— Чего это ты на коне злость срываешь? — крикнула в окно Бычиха. — Сам виноват и тогда, и теперь! Поезжай скорей!
По дороге Богдан также вымещал на коне свою горькую обиду. Вымещал и удивлялся, что это он, бывший музыкант, так не жалеет животное, ненавидел себя за то, что будто мстит коню. А может, тут и не месть, одно только желание быстрей доехать и привезти доктора?
Хрумкач не выдержал такой гонки и упал прямо в оглоблях. Богдан хлестнул его еще и лежачего, и сам тут же застонал от горя и отчаяния. Никогда у него так не болело, не жгло на душе…
Старый, обессиленный конь натужно храпел, поджатый чересседельником и хомутом; его глаза-яблоки выкатились и жалобно глядели на хозяина. Богдан отстегнул сначала чересседельник, а потом супонь хомута.
— Вот непутевый! — промолвил он уже с сочувствием и жалостью. — Там у тебя силы хватило, а тут вот…
Доктора сумел привезти только под вечер.
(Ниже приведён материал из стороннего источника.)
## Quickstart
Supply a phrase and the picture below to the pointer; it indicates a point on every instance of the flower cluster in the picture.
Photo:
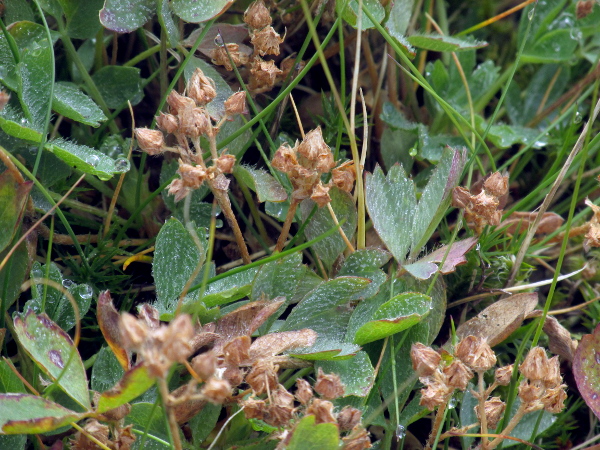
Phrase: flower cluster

Тот прописал мальчику компрессы, порошки и приказал лежать неподвижно до тех пор, пока не утихнут боли в животе и в плечах. Из последних советов Богдан мало что запомнил: в тревоге за сына с тоской думал о том, как же отвезти доктора назад.
В обратной дороге прошла почти вся ночь. Конь еще кое-как топал домой, вяло переставляя ноги, а бежать вовсе не хотел. И тут уже не помогали никакие ни просьбы, ни угрозы. Чтоб размять немного и свои уже не очень быстрые ноги и не замерзнуть, сидя на возу, Богдан время от времени шагал рядом с конем. Когда подавался вперед и хотел взять Хрумкача за повод, чтоб вывести на сухие колеи, тот пугливо вскидывал голову и сбивался с дороги.
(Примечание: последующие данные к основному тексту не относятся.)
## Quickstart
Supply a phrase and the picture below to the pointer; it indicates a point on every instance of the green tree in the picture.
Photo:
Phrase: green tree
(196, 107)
— Вот дурень! — ласково произнес Богдан. И встревоженно слушал, как тяжко и утомленно Хрумкач дышит, ощущал, как ходуном ходят его худые бока. В темноте не видны были широкие, как ореховые обручи, ребра, исписанный кнутом круп. Не видны были и глаза коня — может, они даже слезятся от боли, потому как в своей страшной обиде Богдан мог стегануть коня и по глазам. Своего собственного коня!.. Того самого ко всему привычного страдальца, который уже столько лет стойко и безобидно переносит у такого хозяина и голод, и холод; от этого, видно, подогнулись ноги, а выстаивает каждую зиму и спасает потом семью: все лето и осень таскает плуг, борону, возит сено, дрова.
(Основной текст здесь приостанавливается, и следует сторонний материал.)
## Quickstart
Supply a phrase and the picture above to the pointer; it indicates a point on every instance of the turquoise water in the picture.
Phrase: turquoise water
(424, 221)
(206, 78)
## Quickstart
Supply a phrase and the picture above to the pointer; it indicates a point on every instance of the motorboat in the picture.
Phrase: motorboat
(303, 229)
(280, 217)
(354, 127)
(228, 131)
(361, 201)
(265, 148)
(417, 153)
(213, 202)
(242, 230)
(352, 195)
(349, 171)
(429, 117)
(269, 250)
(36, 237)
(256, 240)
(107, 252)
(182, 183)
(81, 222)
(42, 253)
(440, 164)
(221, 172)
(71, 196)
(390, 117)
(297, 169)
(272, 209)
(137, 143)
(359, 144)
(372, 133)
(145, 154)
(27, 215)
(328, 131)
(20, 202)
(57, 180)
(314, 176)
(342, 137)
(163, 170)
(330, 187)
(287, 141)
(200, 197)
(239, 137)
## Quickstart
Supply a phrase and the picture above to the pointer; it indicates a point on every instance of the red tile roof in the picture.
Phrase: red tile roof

Душа ныла и болела за сына, на которого, как вот на проклятого, обрушились несчастья одно за другим. Но все больше и больше какое-то сочувствие появлялось и к коню. За что было его бить, уж и так чуть живого от голода? Он же вот старается, из последних сил тянет. А чем кормится? Сегодня, кажется, ничем…
4
В том же году, осенью, в один из праздничных дней совсем нежданно и негаданно для хозяев зашел в хату к Хотяновским Ахрем Гнедой. Почтительно снял вылинявшую кепку, поздоровался, а потом даже подал руку: хозяину, хозяйке и Вульке.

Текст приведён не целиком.